De Islamabad High Court in Pakistan heeft een einde gemaakt aan de praktijk waarbij overheidsinstellingen enkel christenen vroegen voor schoonmaak- en rioolwerk in vacatures. De rechter noemt deze formulering discriminerend en bepaalde dat vacatures voortaan het woord “burger” moeten gebruiken. Ook verplichtte het hof de overheid om veiligheidsmaatregelen te treffen voor rioolwerkers, van wie het merendeel christen is.

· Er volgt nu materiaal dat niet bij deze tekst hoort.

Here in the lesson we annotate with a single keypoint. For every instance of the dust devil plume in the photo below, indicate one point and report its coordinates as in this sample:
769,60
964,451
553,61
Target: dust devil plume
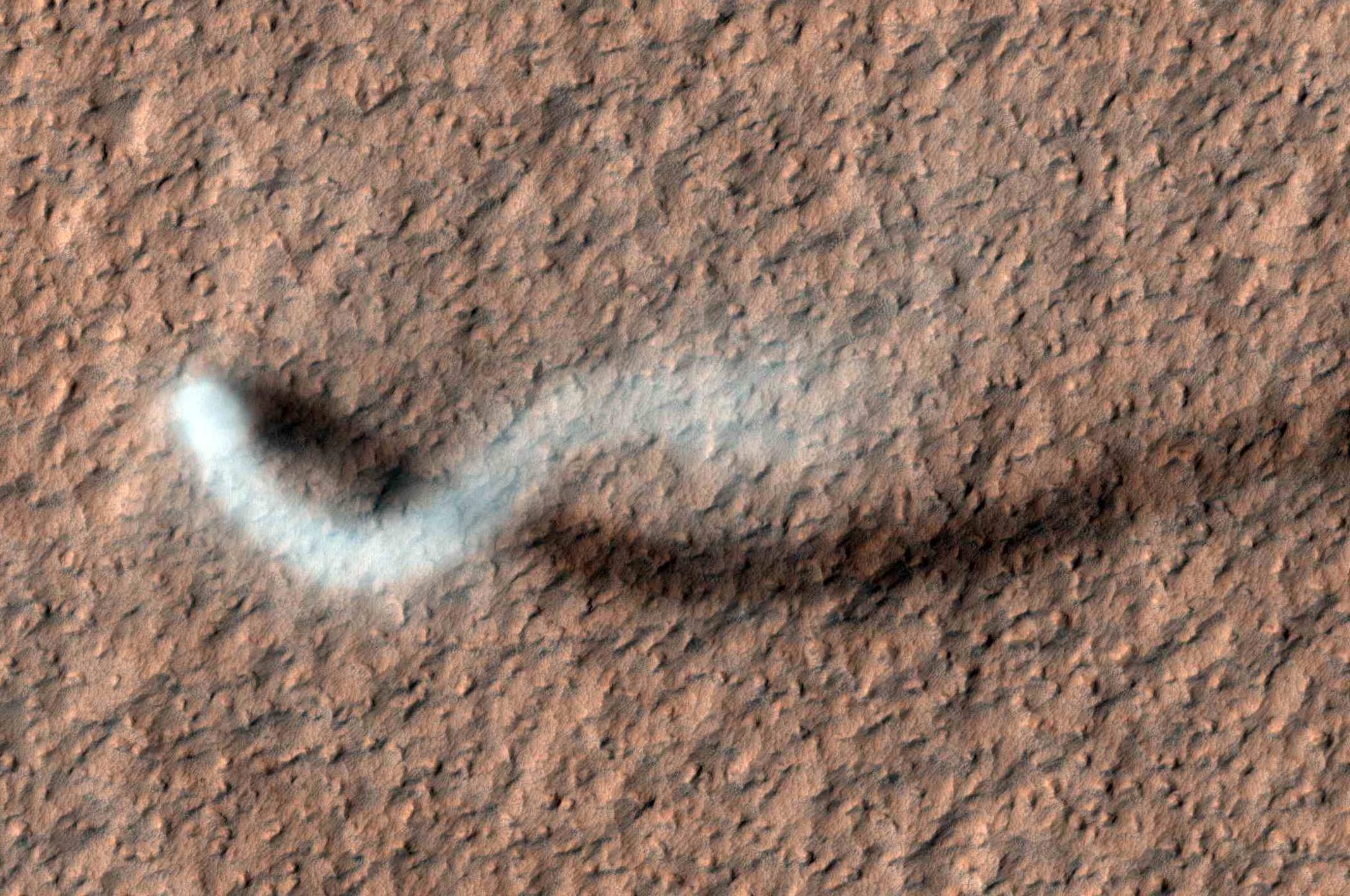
700,410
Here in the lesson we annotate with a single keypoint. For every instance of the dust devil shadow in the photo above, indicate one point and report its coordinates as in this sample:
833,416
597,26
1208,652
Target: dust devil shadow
871,553
1184,477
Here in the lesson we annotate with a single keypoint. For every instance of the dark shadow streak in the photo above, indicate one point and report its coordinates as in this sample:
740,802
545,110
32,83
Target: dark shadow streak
873,552
1180,478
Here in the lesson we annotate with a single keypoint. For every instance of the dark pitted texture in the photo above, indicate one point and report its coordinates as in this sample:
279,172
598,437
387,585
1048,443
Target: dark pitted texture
1075,621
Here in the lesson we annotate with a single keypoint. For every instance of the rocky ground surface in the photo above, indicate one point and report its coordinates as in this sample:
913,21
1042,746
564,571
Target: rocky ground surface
1073,620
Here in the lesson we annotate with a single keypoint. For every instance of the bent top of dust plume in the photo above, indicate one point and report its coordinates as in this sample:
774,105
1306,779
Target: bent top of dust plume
701,410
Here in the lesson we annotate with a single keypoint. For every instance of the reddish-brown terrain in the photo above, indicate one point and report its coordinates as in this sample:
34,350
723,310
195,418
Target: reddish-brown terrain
1078,625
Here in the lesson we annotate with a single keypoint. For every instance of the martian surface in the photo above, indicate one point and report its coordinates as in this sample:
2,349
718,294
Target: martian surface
1022,568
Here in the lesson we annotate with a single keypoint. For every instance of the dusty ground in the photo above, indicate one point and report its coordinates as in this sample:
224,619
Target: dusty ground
1079,628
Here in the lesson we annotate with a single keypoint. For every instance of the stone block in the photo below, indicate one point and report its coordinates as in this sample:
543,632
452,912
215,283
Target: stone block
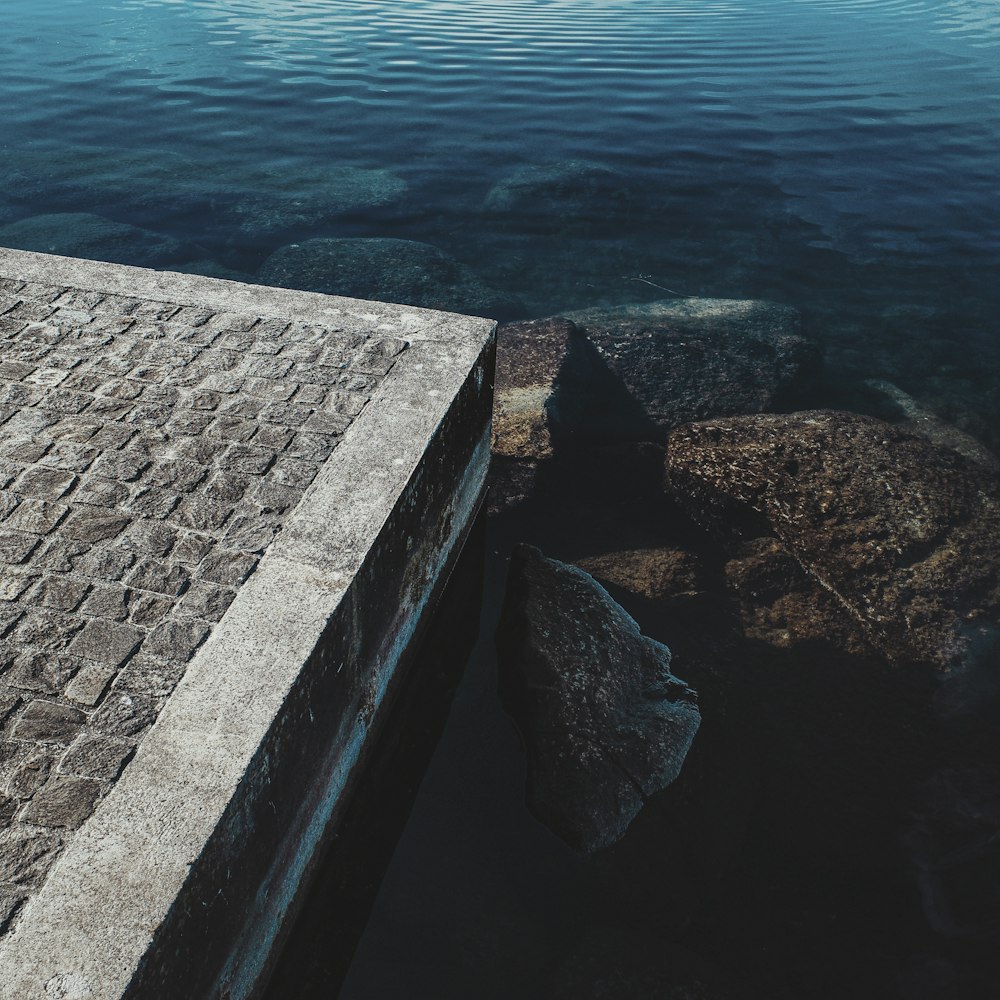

Rechter Raja Inam Amin Minhas wees erop dat sinds 1988 meer dan zeventig christelijke rioolwerkers om het leven zijn gekomen door giftige gassen. Volgens hem toont dit aan dat de staat zijn grondwettelijke plicht ernstig verwaarloost. In het vonnis schreef hij dat rioolwerkers geen “mechanische onderdelen” zijn en dat de vele doden een schending vormen van fundamentele rechten. Hij stelde scherpe vragen, onder meer of de levens van rioolwerkers “minder waardevol zijn dan die van andere burgers”.
De overheid moet nu binnen twee maanden beschermende kleding, gasdetectors en ventilatie hebben ingevoerd. Het Ministerie van Justitie moet daarnaast wetgeving voorbereiden voor betere rechten en verzekering van rioolwerkers.
Albert David, voorzitter van de Pakistan United Christian Movement, sprak van een belangrijke stap. Hij zei dat het “na lange tijd goed is dat een constitutionele instelling zich uitspreekt over minderheden” en benadrukte dat de nieuwe regels goed nieuws betekenen voor schoonmakers en rioolwerkers.
Ook de Nationale Mensenrechtencommissie trok eerder aan de bel. Zij stelde dat onbeschermd rioolwerk het recht op leven en waardigheid schendt. Amnesty International bevestigt in een recent rapport dat schoonmaakwerk in Pakistan bijna altijd wordt toegewezen aan niet-moslim uit minderheidsgroepen. De organisatie wijst op structurele discriminatie en gevaarlijke arbeidsomstandigheden. Vrouwen zijn daarbij extra kwetsbaar.